# Issues with raising Dubias



## bugboymark (Aug 23, 2018)

Question for any roach culture experts out there. I bought 2 dozen dubia nymphs 11 months ago.  I now have 5 (3 female: 2 males).  The ones that are gone were fed to mantises that reached maturity and have since passed. Really amazing is that I didn't lose a single roach to anything other than feeding. Impressive bugs.  Now I know why they'll be around after we're gone!  Anyhow, I've got 4 mantises now that will soon be big enough to eat roaches.  Here's my issue....I can't seem to get them to reproduce! They regularly produce ootheca, but then discard them without any nymphs/hatchlings.  My setup is:

Plastic bin - 16" x 16" with a screen top for ventilation, substrate eco-earth (coconut fiber/husk), cardboard egg carton for shelter, water gel, cricket food + fresh fruit (usually apples), heating pad to keep the temp in the upper 80s, occasional misting to add a little humidity, no-heat lamp or direct light source...though I did use a heat lamp for a while with no success. 

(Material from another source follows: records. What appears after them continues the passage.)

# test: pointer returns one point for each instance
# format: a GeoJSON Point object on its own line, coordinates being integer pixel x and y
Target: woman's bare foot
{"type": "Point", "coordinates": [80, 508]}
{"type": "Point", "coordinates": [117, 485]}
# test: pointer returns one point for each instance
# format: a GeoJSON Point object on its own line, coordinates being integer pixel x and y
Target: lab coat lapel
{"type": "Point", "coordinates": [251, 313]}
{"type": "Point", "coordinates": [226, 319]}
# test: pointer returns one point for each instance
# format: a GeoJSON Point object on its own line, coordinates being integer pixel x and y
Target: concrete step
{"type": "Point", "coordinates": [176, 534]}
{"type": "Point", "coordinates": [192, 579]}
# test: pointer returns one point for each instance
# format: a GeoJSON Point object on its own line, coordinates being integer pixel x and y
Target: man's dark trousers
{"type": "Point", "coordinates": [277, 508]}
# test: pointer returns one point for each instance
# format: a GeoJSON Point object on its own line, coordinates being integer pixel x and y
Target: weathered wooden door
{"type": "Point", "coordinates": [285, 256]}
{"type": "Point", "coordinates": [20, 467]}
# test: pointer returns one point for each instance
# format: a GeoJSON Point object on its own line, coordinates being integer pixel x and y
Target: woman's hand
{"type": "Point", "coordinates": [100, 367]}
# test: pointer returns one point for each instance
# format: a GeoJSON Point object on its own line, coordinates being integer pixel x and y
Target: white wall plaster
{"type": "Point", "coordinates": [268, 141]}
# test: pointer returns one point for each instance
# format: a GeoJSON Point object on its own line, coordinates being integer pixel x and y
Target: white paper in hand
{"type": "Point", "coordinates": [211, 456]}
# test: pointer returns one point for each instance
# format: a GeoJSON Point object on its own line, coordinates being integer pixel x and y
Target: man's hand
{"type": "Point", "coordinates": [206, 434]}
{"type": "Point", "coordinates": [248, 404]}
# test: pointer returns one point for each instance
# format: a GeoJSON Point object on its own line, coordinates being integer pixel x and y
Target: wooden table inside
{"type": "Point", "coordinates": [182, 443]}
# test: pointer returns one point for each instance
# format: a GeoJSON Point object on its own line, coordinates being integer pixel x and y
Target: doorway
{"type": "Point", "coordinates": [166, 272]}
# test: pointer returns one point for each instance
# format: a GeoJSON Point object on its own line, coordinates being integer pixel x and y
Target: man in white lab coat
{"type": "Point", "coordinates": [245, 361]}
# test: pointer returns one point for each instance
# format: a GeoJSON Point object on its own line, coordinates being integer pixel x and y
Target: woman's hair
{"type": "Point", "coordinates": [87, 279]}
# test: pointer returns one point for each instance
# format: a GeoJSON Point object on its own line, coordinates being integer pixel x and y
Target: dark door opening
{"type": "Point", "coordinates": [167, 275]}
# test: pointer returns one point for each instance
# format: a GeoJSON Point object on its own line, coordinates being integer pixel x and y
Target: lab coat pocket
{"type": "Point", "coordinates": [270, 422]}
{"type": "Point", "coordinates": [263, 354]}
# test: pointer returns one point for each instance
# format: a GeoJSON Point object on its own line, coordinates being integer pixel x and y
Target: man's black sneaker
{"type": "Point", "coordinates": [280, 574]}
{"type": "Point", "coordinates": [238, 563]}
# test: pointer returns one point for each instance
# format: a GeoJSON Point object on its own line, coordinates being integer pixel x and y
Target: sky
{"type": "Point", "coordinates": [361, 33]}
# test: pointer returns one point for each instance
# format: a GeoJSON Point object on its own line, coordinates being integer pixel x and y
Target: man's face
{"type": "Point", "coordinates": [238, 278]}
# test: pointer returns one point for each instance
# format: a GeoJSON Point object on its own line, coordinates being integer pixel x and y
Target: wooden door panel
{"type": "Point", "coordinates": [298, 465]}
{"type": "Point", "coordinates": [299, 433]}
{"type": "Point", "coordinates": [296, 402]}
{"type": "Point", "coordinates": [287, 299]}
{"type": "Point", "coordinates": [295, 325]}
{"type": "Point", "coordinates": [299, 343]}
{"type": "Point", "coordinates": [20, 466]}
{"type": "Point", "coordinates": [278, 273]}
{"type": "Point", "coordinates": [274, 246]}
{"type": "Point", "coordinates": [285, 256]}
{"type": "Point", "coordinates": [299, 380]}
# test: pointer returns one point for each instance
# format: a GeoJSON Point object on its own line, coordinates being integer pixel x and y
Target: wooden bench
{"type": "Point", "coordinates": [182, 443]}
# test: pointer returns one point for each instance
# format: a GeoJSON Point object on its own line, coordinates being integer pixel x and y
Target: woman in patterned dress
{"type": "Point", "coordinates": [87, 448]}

They look healthy. They're eating. They're producing ooths weekly. The female to male ratio seems pretty close to what is recommended to avoid competition.  What am I missing?  Why can't I get these guys to produce viable offspring?  Thanks for any advice you can provide!  ?


----------



## Aristalochia (Aug 31, 2018)

Hello bugboymark,

Blaptica dubia arent supposed to lay ooths, so if you are seeing them all aborting their oothecae/dropping them, it means something is way off. I am not sure what the issue is, but have you tested your humidity? If it gets too low, that might explain it, although many keep dubia relatively dry without substrate, so maybe someone else has a better suggestion?


----------



## bugboymark (Sep 6, 2018)

Good catch.  That was my bad.  I was mixing my species.  I actually was having issues getting TWO roach species to reproduce. My Dubias (live birth), AND my turkish red runners (ooths).  Thankfully another member of the forum (ausar318) sent me a TON of information about his setup and his success with these roaches.  He also sent me a bunch of dubias that are already are reproducing for me!  As for my red runners (Blatta lateralis), I got lots of ooths but no nymphs over 3-6 months. Until I finally fed the last couple adults to my mantids.  I was cleaning out their enclosure and instead of throwing the ooths out with the eco-earth substrate...I threw them in a plastic cup. Paranoid I guess.  3 days later...I've got red runner nymphs!  No idea why.  Other than being on the bottom of straight plastic (no substrate), the only difference is they weren't over a heating pad.  So maybe they just needed cooler temps?  Maybe they were being cannibalized by the adults? No idea.  But now my roach production worries seem to be at an end for now!  (mostly thanks to ausar318 - definitely a roach expert). 

Thanks for responding Arista...   ?


----------